There isn't really "many different flavors of conservatism" though. There are *people* who are conservative on some issues, and not conservative on others. The definition of conservative doesn't change there, just the people. I'm not 100% pure-c-conservative on every issue. I'm more libertarian on some things. On a lot of them though, it's a more a matter of semantics as to whether libertarian and conservative are all that different.

There are a lot of people who are liberals through and through, but they just don't like the Liberal Party of Canada for various reasons. When those people get involved in politics, they generally head for the other national choice, then try to move that party's policies more to the left. That's what a Progressive Conservative is, a liberal who doesn't like the LPC. They may be a member of a party with the name conservative in it, but that doesn't make them conservative. It also doesn't mean they can't all work together. In essentials, unity; in non-essentials, liberty; in all things, charity.


----------



## groovetube (Jan 2, 2003)

bsenka said:


> There isn't really "many different flavors of conservatism" though. There are *people* who are conservative on some issues, and not conservative on others. The definition of conservative doesn't change there, just the people. I'm not 100% pure-c-conservative on every issue. I'm more libertarian on some things. On a lot of them though, it's a more a matter of semantics as to whether libertarian and conservative are all that different.
> 
> There are a lot of people who are liberals through and through, but they just don't like the Liberal Party of Canada for various reasons. When those people get involved in politics, they generally head for the other national choice, then try to move that party's policies more to the left. That's what a Progressive Conservative is, a liberal who doesn't like the LPC. They may be a member of a party with the name conservative in it, but that doesn't make them conservative. It also doesn't mean they can't all work together. In essentials, unity; in non-essentials, liberty; in all things, charity.

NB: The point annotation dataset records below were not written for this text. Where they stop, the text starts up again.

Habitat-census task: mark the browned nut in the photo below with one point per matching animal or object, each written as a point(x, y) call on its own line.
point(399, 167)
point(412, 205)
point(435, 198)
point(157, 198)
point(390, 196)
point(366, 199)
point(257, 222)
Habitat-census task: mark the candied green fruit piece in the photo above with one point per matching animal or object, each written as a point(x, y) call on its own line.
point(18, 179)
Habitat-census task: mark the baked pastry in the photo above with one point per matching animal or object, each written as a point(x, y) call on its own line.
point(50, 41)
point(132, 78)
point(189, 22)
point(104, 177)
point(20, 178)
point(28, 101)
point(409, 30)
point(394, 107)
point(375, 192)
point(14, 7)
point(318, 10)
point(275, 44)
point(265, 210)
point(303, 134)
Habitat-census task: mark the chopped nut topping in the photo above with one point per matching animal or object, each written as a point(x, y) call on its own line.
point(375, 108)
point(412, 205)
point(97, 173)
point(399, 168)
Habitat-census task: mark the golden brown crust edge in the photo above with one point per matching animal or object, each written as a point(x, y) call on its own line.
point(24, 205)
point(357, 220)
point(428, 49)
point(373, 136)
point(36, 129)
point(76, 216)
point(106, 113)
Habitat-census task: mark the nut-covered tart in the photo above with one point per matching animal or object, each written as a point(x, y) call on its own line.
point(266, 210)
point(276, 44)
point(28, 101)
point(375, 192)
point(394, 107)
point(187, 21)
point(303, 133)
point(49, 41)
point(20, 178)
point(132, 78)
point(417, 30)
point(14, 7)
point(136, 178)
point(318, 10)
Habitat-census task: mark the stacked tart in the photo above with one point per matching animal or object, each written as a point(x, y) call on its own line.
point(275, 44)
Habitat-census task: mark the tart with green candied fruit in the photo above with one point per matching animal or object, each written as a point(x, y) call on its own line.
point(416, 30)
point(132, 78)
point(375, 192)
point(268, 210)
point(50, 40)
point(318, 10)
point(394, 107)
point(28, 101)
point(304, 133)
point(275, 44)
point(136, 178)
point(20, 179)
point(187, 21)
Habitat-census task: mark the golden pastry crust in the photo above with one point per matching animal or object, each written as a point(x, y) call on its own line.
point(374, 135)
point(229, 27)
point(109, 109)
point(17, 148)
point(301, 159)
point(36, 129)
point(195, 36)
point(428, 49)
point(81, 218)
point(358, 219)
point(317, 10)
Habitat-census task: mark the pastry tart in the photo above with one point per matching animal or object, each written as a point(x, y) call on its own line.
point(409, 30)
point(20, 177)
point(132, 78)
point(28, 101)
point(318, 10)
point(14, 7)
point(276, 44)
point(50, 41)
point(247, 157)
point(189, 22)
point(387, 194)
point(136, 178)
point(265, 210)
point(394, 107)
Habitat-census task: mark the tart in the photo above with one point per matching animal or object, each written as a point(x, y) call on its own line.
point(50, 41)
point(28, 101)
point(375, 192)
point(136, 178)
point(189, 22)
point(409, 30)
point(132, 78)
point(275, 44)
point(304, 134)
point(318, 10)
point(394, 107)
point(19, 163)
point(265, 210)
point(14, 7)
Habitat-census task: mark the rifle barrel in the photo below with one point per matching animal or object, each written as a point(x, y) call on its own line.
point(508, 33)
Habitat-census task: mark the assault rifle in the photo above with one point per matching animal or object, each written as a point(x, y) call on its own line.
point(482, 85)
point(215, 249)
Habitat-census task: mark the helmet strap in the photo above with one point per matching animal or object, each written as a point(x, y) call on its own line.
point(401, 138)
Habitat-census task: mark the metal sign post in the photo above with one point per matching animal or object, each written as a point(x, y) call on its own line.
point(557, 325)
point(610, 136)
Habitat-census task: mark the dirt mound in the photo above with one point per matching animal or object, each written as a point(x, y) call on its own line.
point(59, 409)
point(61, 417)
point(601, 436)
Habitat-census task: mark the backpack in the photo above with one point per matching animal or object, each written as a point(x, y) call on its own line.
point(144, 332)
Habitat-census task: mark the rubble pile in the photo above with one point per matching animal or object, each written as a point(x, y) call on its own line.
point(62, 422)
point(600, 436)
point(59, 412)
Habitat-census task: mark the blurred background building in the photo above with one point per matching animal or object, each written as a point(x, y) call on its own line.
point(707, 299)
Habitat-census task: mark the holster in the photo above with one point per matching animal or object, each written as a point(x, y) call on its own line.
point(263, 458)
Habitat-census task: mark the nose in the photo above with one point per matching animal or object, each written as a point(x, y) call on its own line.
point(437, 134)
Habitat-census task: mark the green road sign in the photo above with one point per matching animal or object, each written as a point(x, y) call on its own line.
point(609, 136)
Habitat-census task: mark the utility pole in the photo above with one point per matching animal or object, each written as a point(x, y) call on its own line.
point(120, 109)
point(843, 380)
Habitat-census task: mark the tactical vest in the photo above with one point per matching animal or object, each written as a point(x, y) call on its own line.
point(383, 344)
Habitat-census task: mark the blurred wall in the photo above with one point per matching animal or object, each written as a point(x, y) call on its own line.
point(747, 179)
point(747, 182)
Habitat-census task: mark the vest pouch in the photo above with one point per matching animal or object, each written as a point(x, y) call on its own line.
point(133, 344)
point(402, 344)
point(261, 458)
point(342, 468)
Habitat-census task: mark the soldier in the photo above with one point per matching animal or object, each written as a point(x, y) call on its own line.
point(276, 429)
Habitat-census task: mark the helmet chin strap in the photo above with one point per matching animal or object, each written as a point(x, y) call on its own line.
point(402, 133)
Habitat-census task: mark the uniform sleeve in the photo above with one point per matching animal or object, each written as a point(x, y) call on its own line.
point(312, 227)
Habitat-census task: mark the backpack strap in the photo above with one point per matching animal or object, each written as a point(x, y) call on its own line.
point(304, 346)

ah. So "real" conservatism, exists only in definition.

Now, we're getting somewhere.


----------



## Macfury (Feb 3, 2006)

Ottawaman said:


> But is he a real conservative? Especially judged on his actions. Yes or no?


I obviously have no insight into his personal motivation, but he seems to have only watered down conservative tendencies, in tax policy for one. I reluctantly support him for that, but have no taste for government bail-outs of business, for example.

I would jump ship awfully fast for someone who could deliver on true fiscal conservatism. A government that denies itself a river of cash, also limits its own ability to lord it over Canadians in other ways.


----------



## EvanPitts (Mar 9, 2007)

Ottawaman said:


> So politicians from the right are the proper financial stewards of our Country?
> Is this pattern exemplified by Mr. Mulroney?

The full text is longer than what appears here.